I've always been a bit wary of sharing my projects on github and that's because there are risks involved. Here are some of them: 1. **Code Vulnerabilities**: Bugs or flaws in the code can be exploited by attackers. 2. **Compromised Dependencies**: Third-party libraries or packages can contain vulnerabilities or malware. 3. **Exposure of Sensitive Data**: API keys, credentials or confidential information can be accidentally committed. 4. **Injection Attacks**: Malicious code can be inserted by malicious contributors. 5. **Lack of Updates**: Lack of maintenance and regular updates can leave the project vulnerable. 6. **Social Engineering Attacks**: Phishing or manipulation to gain access to the repository. 7. **Malicious Fork**: Modified versions of the project can contain malicious code. My question is, what have you done to mitigate these risks? Let us know in the comments what your solutions have been.

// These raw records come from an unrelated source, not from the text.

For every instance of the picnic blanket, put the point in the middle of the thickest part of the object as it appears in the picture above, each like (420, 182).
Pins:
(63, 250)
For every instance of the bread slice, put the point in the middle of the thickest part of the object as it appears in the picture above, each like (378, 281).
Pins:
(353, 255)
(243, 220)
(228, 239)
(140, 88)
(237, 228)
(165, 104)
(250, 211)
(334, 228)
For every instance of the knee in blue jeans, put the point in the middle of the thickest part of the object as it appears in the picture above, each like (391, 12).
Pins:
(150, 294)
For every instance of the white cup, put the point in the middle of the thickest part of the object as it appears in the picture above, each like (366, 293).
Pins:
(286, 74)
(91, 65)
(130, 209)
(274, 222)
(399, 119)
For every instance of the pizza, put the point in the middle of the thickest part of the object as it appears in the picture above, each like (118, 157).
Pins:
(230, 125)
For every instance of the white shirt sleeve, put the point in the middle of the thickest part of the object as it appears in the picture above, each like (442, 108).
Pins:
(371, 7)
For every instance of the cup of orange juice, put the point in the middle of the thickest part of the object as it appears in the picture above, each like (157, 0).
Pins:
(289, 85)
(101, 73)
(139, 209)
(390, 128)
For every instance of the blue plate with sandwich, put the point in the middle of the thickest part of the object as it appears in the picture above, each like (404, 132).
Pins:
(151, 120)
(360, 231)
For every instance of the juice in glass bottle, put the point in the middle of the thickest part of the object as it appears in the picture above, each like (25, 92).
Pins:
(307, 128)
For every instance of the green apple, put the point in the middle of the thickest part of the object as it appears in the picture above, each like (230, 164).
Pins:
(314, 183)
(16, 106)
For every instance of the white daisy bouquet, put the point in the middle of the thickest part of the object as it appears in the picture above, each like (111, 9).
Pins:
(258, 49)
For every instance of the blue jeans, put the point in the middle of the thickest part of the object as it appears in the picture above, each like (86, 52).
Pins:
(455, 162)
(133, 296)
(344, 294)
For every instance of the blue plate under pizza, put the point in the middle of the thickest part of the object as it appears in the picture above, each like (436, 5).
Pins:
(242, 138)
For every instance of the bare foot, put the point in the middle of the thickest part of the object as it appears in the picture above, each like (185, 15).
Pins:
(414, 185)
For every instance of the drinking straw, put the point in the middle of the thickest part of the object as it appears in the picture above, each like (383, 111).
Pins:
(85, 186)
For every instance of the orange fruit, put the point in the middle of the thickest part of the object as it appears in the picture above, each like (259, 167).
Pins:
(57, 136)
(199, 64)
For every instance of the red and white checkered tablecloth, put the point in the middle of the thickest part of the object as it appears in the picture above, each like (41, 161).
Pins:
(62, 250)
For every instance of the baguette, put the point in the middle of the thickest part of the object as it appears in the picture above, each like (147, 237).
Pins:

I use Mercurial and my own hosting: https://hg.reactionary.software/ Git is the worst programming tool ever developed which is why modern scum love it. And malicious people will be modern scum. So by using Mercurial, I avoid exposure to modern scum.
but even using Mercurial I don't run any of the risks mentioned above. Or is it just a different Github tool?
Github is a hosting service for Git. Mercurial is a Git alternative. https://www.reactionary.software/mercurial.html The risks you mentioned are lowered with Mercurial simply because modern scum won't read your code because they don't use Mercurial. Also, my hosting service is open source, so you can check for vulnerabilities yourself.
1. correct, if someone knows the code, they can choose to NOT disclose it to you, and instead exploit it themselfs. 1. This i think is a silly concern however because MOST people on github, gitlab, bitbucket, etc are there to help you and collaborate. by making it open source you will likley find more people looking to fix your issues rather then take advantage of them. 2. this is the case regardless of if you open source it or not. a old package is an issue, making it pulic changes nothing. additionally most public repos will have dependabot or something to check for outta date packages for you. 3. true, happens more then you think, even in large projects from big companies. 4. uhhhh, check their code before you accept the PR, duh. 5. what does making it open change anything about updates? 6. sure, but with version control you can just revert what they do once you get control of your account again/ remove them from repo. 7. well you cant control that, if i want i can download your code then modify and redistribute it all it want. Its not your fault so dont concern yourself with this. </br> Besides #3 and #4 there aint much that you can do to mitigate anything.
Well, it all depends on our choice: to hide or not to hide.